Decisão Terminativa de 2º Grau

Empréstimo consignado 0805971-66.2022.8.18.0039


Decisão Terminativa

poder judiciário 
tribunal de justiça do estado do piauí
GABINETE DO Desembargador ANTONIO LOPES DE OLIVEIRA

PROCESSO Nº: 0805971-66.2022.8.18.0039
CLASSE: APELAÇÃO CÍVEL (198)
ASSUNTO(S): [Empréstimo consignado]
APELANTE: LUIZ SOARES DA SILVA
APELADO: BANCO CETELEM S.A.


JuLIA Explica

DECISÃO TERMINATIVA


 

Ementa:

DIREITO PROCESSUAL CIVIL. APELAÇÃO CÍVEL. PREPARO RECURSAL. INTIMAÇÃO PARA RECOLHIMENTO EM DOBRO. INÉRCIA DA PARTE. DESERÇÃO CONFIGURADA. RECURSO NÃO CONHECIDO.


Vistos etc.


Cuida-se de Apelação Cível interpostas por LUIZ SOARES DA SILVA contra sentença proferida nos autos da ação originária (Processo nº 0805971-66.2022.8.18.0039) ajuizada contra BANCO CETELEM S.A, ora apelado.


Indeferida a justiça gratuita e intimado a apelante para comprovar o preenchimento dos pressupostos para a obtenção dos benefícios da justiça gratuita ora pretendida, a mesma quedou-se inerte.


É o relatório. Decido.


Importa observar, ab initio, que o art. 932, III e IV, “a”, do CPC, dispõe que o relator está autorizado a decidir monocraticamente o recurso se ocorrer manifesta inadmissibilidade, ou manifesta improcedência, ou, ainda, quando o recurso for manifestamente contrário a súmula do tribunal ou de tribunais superiores.


Nesta mesma senda, o Regimento Interno do eg.
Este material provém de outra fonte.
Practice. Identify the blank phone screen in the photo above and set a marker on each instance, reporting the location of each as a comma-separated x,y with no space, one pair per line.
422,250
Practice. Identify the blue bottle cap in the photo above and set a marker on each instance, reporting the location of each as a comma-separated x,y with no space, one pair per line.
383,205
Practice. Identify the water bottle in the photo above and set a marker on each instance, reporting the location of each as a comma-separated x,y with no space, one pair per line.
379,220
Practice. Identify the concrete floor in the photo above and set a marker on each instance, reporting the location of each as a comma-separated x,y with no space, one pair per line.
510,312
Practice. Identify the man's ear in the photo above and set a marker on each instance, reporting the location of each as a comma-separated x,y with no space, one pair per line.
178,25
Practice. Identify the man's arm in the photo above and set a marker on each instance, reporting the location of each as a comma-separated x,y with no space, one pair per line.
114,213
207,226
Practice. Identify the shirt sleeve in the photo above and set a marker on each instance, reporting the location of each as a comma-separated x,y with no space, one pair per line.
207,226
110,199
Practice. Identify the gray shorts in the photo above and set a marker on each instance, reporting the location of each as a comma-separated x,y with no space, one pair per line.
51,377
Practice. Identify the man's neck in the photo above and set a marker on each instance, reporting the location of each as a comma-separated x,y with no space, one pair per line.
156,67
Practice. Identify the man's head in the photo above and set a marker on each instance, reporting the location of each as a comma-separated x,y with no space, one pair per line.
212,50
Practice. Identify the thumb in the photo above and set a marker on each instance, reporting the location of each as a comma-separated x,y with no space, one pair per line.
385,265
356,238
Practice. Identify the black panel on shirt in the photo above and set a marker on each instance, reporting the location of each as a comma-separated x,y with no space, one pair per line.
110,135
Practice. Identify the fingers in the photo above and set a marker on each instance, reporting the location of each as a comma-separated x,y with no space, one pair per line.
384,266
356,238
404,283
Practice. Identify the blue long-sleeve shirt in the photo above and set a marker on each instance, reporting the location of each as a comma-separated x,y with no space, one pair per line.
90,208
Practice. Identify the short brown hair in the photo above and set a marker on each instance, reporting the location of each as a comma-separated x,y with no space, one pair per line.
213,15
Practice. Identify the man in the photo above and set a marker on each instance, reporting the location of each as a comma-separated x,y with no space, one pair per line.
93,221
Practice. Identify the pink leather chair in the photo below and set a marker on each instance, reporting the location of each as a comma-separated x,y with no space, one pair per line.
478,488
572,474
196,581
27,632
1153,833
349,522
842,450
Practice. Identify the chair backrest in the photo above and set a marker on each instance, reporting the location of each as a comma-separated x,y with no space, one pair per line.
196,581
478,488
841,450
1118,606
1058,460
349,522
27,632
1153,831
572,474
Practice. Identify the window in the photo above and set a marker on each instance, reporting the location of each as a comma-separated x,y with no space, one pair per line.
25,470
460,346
Tribunal de Justiça do Estado do Piauí prevê em seu art. 91, inciso VI, que compete ao relator, nos feitos que lhe forem distribuídos, “não conhecer de recurso inadmissível, prejudicado ou que não tenha impugnado especificamente os fundamentos da decisão recorrida; (...)”.


No caso em comento, verifico que determinado o recolhimento do preparo recursal e sendo o apelante devidamente intimado para o ato, este quedou-se inerte, mesmo tendo sido advertido da pena de não conhecimento do recurso, nos termos do art. 1.007, §4º do CPC, in verbis:

Art. 1.007. No ato de interposição do recurso, o recorrente comprovará, quando exigido pela legislação pertinente, o respectivo preparo, inclusive porte de remessa e de retorno, sob pena de deserção.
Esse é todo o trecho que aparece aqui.